Why Root Cause Analysis Always Takes More Than Three Hours
It’s 2:14 AM. An alert fires. By the time the incident channel goes quiet again, the sun is up, three people are exhausted, and the postmortem is already on the calendar for “root cause: TBD.”
Ask anyone who’s carried a pager: fixing the problem is rarely what eats three hours. Once you know what’s wrong, the fix is often five minutes — restart a service, roll back a deploy, bump a limit. The three hours go somewhere else entirely. They go into finding out what’s wrong in the first place.
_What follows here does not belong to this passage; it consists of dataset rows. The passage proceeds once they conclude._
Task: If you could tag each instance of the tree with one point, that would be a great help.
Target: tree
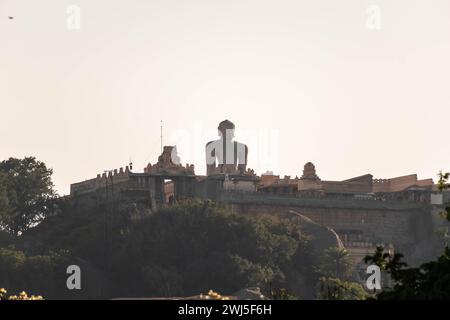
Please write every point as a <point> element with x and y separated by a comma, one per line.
<point>25,193</point>
<point>430,280</point>
<point>337,289</point>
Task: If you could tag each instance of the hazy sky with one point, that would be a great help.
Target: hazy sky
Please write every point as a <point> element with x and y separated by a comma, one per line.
<point>302,81</point>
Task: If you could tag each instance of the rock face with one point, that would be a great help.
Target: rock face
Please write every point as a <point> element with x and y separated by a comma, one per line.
<point>253,293</point>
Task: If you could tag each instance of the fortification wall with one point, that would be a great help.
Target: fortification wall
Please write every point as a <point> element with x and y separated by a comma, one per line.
<point>402,224</point>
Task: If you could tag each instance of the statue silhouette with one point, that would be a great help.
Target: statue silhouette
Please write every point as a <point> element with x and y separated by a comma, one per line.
<point>226,156</point>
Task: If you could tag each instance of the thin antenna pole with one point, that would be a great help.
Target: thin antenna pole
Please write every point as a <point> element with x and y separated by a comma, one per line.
<point>161,136</point>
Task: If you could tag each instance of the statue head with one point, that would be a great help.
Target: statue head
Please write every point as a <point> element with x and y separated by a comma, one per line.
<point>226,129</point>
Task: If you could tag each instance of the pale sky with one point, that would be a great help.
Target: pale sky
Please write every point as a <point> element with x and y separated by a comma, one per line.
<point>309,76</point>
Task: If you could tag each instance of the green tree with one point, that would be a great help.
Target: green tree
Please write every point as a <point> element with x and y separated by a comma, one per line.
<point>25,193</point>
<point>430,280</point>
<point>337,289</point>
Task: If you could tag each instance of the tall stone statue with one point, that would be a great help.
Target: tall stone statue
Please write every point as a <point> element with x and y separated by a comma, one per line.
<point>226,156</point>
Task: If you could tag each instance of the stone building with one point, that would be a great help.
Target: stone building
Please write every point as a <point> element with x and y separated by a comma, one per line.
<point>363,211</point>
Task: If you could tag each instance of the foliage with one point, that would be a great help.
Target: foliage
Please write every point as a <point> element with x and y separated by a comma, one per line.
<point>430,280</point>
<point>21,296</point>
<point>25,193</point>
Where the Three Hours Actually Go
Here’s where that time actually goes.
The Archaeology Tax
Something broke, but the evidence is scattered across six places: a metrics dashboard that only goes back 24 hours, a log aggregator with its own query syntax, a deploy history in a different tool, a config change buried in a pull request from two weeks ago, a support ticket that mentioned “this feels slower” three days before anyone paged. None of these tools know the others exist. You are the integration layer, manually, at 2 AM, holding six browser tabs open and trying to line up timestamps by eye.
The Tribal Knowledge Tax
Somewhere in the org is one person who remembers that this exact symptom happened eight months ago, and it was actually caused by a batch job that runs on the first of the month, and it only affects the eastern cluster. That person is asleep, or on vacation, or has left the company and taken the knowledge with them. Everyone else is re-deriving what they should already know.
The Reconstruction Tax
Once you find a suspect, you still have to prove it. That means manually rebuilding a timeline: what changed, in what order, and did the timing actually line up with when things went bad — or is it just a coincidence you’re pattern-matching onto because it’s 4 AM and you want an answer. Most of the “three hours” isn’t spent being wrong. It’s spent being unsure, and checking, and re-checking, because nothing hands you the timeline pre-built.
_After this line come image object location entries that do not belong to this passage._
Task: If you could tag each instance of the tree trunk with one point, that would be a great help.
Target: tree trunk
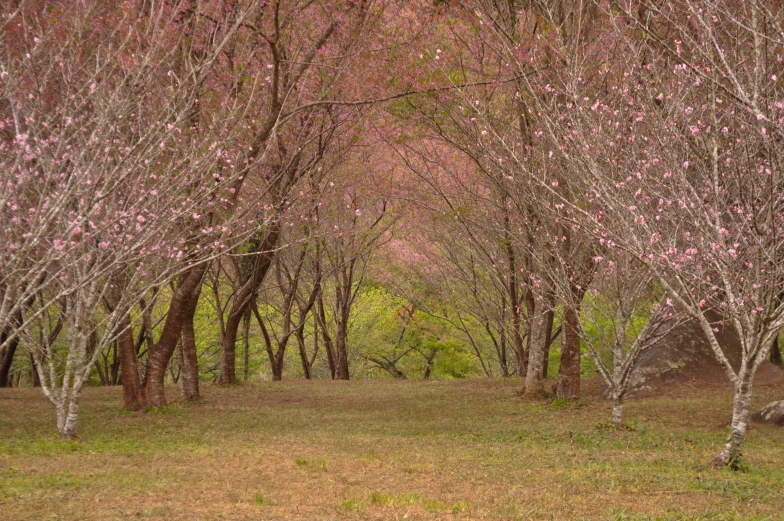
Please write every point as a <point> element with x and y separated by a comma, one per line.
<point>133,396</point>
<point>303,354</point>
<point>775,352</point>
<point>246,356</point>
<point>159,356</point>
<point>430,358</point>
<point>534,383</point>
<point>341,350</point>
<point>548,339</point>
<point>7,359</point>
<point>568,385</point>
<point>617,416</point>
<point>189,364</point>
<point>277,367</point>
<point>35,380</point>
<point>242,302</point>
<point>326,337</point>
<point>731,455</point>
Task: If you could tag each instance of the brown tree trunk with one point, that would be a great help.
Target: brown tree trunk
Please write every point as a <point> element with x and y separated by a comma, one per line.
<point>549,318</point>
<point>34,378</point>
<point>303,354</point>
<point>133,395</point>
<point>189,365</point>
<point>341,350</point>
<point>241,303</point>
<point>8,359</point>
<point>775,352</point>
<point>568,385</point>
<point>162,351</point>
<point>246,335</point>
<point>322,318</point>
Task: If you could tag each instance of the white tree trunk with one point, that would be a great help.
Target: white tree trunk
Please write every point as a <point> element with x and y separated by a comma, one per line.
<point>741,405</point>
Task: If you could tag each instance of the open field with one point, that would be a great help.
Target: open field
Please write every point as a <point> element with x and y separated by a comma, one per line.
<point>385,450</point>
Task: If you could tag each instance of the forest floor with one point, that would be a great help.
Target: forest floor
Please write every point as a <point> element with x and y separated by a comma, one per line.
<point>383,450</point>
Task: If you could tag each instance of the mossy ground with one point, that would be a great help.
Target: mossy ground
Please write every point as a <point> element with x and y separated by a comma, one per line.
<point>386,450</point>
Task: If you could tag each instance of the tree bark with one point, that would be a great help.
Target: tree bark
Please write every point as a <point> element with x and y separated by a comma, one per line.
<point>189,365</point>
<point>568,385</point>
<point>35,380</point>
<point>243,299</point>
<point>548,339</point>
<point>341,350</point>
<point>133,396</point>
<point>162,351</point>
<point>775,352</point>
<point>534,382</point>
<point>741,403</point>
<point>322,319</point>
<point>617,415</point>
<point>7,360</point>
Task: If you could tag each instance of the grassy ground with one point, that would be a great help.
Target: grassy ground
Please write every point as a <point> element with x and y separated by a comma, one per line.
<point>385,450</point>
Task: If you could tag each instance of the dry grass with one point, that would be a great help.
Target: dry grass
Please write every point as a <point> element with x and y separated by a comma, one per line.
<point>385,450</point>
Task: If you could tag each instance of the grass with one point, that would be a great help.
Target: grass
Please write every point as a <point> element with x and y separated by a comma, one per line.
<point>386,450</point>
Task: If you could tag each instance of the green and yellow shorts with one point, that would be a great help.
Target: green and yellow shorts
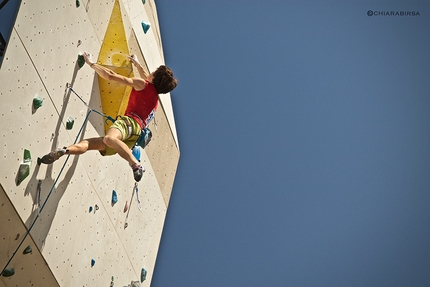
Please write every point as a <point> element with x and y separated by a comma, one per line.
<point>130,131</point>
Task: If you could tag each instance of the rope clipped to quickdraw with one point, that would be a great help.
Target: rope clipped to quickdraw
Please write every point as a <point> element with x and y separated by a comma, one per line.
<point>38,195</point>
<point>108,118</point>
<point>137,196</point>
<point>47,197</point>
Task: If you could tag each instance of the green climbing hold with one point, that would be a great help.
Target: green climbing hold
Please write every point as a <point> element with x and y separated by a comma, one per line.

None of this shows up on an incident timer. The timer says “3h 12m to resolution.” What it doesn’t say is that 2h 40m of that was spent finding the haystack before anyone could even look for the needle — and that this exact search happens again next week, from scratch, because nothing that was learned this time got carried forward.
This is the part of on-call nobody puts in the job description: you are not an engineer during an incident. You are a detective with no case file, reconstructing a crime scene that six different witnesses each saw a fragment of, using six different languages.
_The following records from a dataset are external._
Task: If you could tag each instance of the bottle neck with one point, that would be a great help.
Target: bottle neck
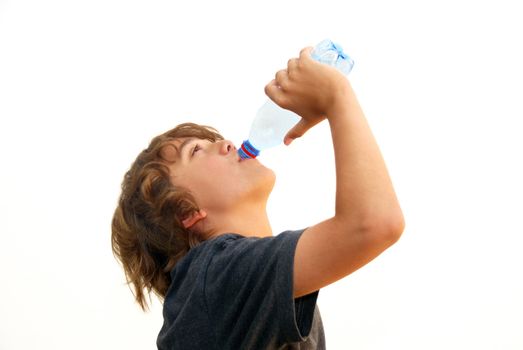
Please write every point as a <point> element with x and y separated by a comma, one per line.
<point>248,151</point>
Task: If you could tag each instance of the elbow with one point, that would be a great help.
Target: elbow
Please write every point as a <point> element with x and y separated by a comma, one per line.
<point>387,228</point>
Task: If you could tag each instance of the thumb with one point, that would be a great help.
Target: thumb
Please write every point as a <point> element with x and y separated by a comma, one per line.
<point>297,131</point>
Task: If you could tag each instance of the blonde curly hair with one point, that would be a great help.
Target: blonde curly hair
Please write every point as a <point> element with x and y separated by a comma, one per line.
<point>148,237</point>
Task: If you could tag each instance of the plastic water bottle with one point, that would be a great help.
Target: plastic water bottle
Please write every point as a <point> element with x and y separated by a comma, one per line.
<point>273,122</point>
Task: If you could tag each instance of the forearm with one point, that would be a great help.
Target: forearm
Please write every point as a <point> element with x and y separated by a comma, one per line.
<point>364,190</point>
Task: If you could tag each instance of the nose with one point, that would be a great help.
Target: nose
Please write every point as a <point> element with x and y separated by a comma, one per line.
<point>226,147</point>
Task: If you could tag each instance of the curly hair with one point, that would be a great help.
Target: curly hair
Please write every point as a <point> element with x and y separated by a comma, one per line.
<point>148,237</point>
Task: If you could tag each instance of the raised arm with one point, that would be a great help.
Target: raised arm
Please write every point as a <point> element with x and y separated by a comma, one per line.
<point>368,218</point>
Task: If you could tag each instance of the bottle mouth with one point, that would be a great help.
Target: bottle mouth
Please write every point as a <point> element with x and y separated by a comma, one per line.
<point>248,151</point>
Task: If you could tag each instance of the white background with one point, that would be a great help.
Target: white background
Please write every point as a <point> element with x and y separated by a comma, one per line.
<point>84,86</point>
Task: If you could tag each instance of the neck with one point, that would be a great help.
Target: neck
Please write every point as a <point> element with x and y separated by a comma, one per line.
<point>249,221</point>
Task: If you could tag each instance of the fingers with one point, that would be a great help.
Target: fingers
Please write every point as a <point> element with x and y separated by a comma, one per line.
<point>292,64</point>
<point>275,93</point>
<point>282,78</point>
<point>298,130</point>
<point>305,53</point>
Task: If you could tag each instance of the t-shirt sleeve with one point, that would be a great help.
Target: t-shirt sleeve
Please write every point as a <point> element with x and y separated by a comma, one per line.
<point>249,293</point>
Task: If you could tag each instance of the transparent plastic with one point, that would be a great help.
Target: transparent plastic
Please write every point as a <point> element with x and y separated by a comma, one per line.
<point>272,122</point>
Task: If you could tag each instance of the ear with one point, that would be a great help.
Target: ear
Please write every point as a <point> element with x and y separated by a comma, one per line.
<point>194,218</point>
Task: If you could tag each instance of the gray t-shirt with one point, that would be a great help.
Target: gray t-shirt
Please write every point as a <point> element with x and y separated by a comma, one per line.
<point>235,292</point>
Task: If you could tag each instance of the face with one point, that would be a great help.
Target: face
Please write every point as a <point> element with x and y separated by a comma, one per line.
<point>217,177</point>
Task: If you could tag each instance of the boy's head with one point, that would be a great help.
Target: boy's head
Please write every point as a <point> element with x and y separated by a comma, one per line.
<point>177,193</point>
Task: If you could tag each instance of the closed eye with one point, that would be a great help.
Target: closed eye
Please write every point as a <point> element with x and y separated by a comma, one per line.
<point>195,149</point>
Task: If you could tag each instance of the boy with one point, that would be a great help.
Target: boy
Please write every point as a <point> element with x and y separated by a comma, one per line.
<point>191,225</point>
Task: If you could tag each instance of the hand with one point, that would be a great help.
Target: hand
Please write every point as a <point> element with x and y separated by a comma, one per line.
<point>309,89</point>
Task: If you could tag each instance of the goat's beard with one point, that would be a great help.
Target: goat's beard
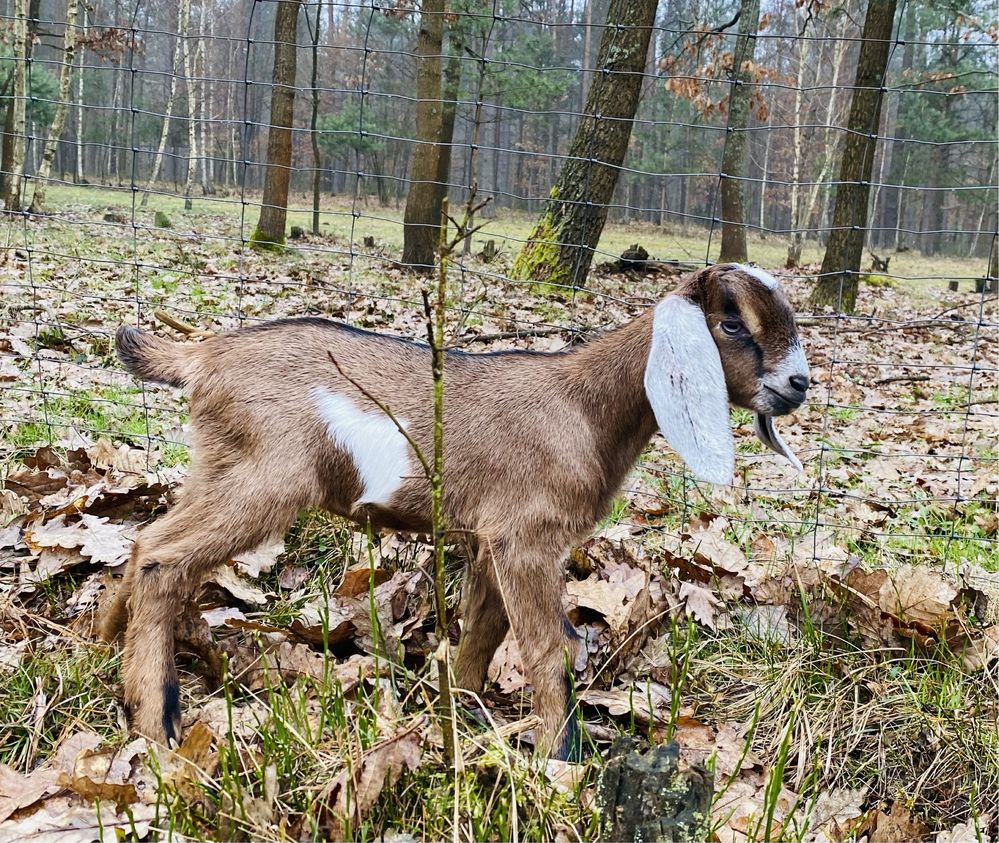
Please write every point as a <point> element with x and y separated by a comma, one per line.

Why Runbooks Don’t Fix This
Teams don’t get faster at this by hiring more people or writing more runbooks — runbooks answer the incidents you’ve already had, not the one happening right now. They get faster when the fragments stop being fragments: when the evidence is already connected before the pager goes off, and the person on call is spending their three hours confirming an answer instead of assembling one.
If any of this sounds like last Tuesday, you’re not doing it wrong. This is just what root cause analysis costs when every system that holds a piece of the story refuses to talk to the others.